Once we left Seattle, we were on our own again in national parks and forest so there's not much to write about except to say that everyone should go to the Cascades and then stay at Keller Ferry, a campground in the middle of nowhere that is just spectacular. So far, everything has been beautiful, so here's a bunch of pictures to show you what I mean. Two more things: 1) the recession has put everyone out of business and everything is for sale. I can't tell you how many businesses we passed with "For Sale" signs. We also passed several plots for housing developments that were completely empty... 2) Small towns are under the impression that all travelers want espresso. So everywhere we went, there were little shacks with an "ESPRESSO" sign. All caps...

One pot supper!
Crater Lake...
Voodoo Donuts in Portland. I had a maple-bacon donut, mmm.

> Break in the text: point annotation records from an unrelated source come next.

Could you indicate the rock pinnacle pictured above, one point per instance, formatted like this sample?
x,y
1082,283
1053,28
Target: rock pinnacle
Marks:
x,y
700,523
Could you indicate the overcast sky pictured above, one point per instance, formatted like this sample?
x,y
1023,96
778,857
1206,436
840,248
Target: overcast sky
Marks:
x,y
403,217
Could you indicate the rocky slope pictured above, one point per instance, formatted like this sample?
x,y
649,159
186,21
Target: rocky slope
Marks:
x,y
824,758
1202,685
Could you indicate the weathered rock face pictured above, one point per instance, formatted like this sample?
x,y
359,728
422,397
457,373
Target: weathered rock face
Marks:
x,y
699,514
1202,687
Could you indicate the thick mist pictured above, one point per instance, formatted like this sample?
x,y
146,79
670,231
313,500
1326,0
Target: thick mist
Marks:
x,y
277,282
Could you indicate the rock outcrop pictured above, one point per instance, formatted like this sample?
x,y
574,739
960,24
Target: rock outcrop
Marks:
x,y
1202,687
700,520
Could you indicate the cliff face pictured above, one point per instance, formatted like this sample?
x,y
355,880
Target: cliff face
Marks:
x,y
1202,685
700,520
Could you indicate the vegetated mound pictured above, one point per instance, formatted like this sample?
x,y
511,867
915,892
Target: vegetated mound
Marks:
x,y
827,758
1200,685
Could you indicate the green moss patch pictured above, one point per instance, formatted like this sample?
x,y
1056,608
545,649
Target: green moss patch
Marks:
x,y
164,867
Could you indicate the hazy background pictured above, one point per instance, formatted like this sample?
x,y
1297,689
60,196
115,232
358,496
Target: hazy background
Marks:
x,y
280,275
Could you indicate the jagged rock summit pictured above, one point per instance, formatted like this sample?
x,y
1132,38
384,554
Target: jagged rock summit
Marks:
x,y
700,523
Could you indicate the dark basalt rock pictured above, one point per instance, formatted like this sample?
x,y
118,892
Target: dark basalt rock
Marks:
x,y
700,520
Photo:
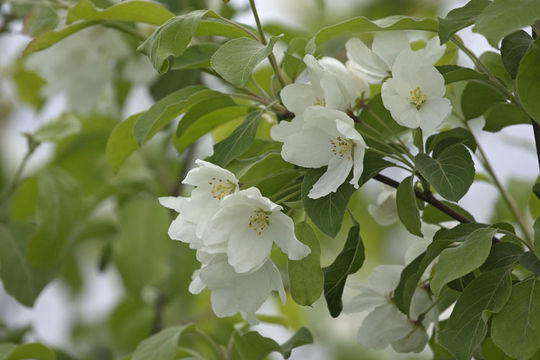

View of Portland from the Portland City Grill.
A breakfast food truck.
THE BEST BREAKFAST SANDWICH EVER.
A sassy gin Moscow mule at the Bathtub Gin & Co. in Seattle.
Snow-capped mountains in the Cascades.


"Big sky country" in eastern Washington. 
Camping at Keller Ferry (playing with our new tripod).
Long exposure of our fire (i.e., looks crazier than it actually was).
Long exposure of the horizon at Keller Ferry.